In spite of this, young adult literature continues to be one of the most popular genres of literature. Between 2002 and 2010 alone, 10,000 new young adult books were produced with 70% of those books being purchased by adults from the ages of 18-64 (Peterson). This makes sense as many of those purchases are likely parents and guardians purchasing books for the children in their lives. Still, plenty of non-young adults are avid readers of the genre. Another interesting factor to consider is that teens must be reading for the genre to even exist. But what do those numbers look like? According to the “Kids and Family Reading Report 2019,” 32% of total kids read weekly. The figure below shows how it is split up by age.

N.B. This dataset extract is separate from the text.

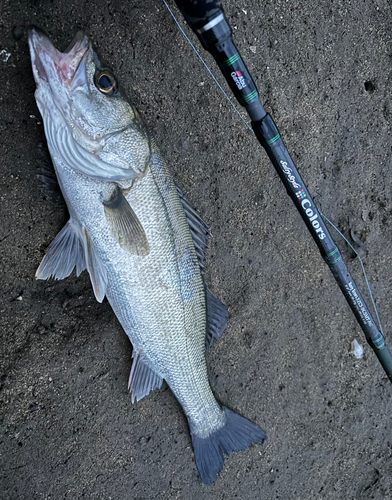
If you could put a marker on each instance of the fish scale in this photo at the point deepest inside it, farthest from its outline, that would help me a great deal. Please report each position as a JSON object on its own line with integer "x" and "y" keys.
{"x": 139, "y": 238}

This genre is obviously a money maker. Forbes stated in 2015 that “a quarter of the 16 writers on this year’s Top-Earning Authors pen Young Adult fiction; two are in the top five” (Forbes). The article also states that YA author John Green earned $26 million for his title “The Fault in our Stars” while author of the “Divergent” series, Veronica Roth, ranked third with $25 million. YA authors also earned a combined total of $83 million in 2015 which showed a more than 50% increase from the previous year (Forbes). This is largely thanks to the collaboration between the literary world and Hollywood. Publishers have said that they can see a 10% increase in sales as a movie rendition comes and goes from theatres (Forbes). Given this information, it’s no wonder young adult books are being pumped out by publishers regardless of quality.
If these books are being mass-produced with no consideration for quality and only hope for obtaining a movie deal, why is young adult literature important? The answer is simple – it is relatable to teens. Sure, not everyone can relate to a book written about falling in love with a vampire or being forced to fight in an arena for the right to live and bring prosperity to your home but, delve a little deeper. Though young adults are just that – young, they still experience parents who divorce, familial deaths, suicide, drug abuse, and the more universal experiences of growing up, finding oneself, and falling in love.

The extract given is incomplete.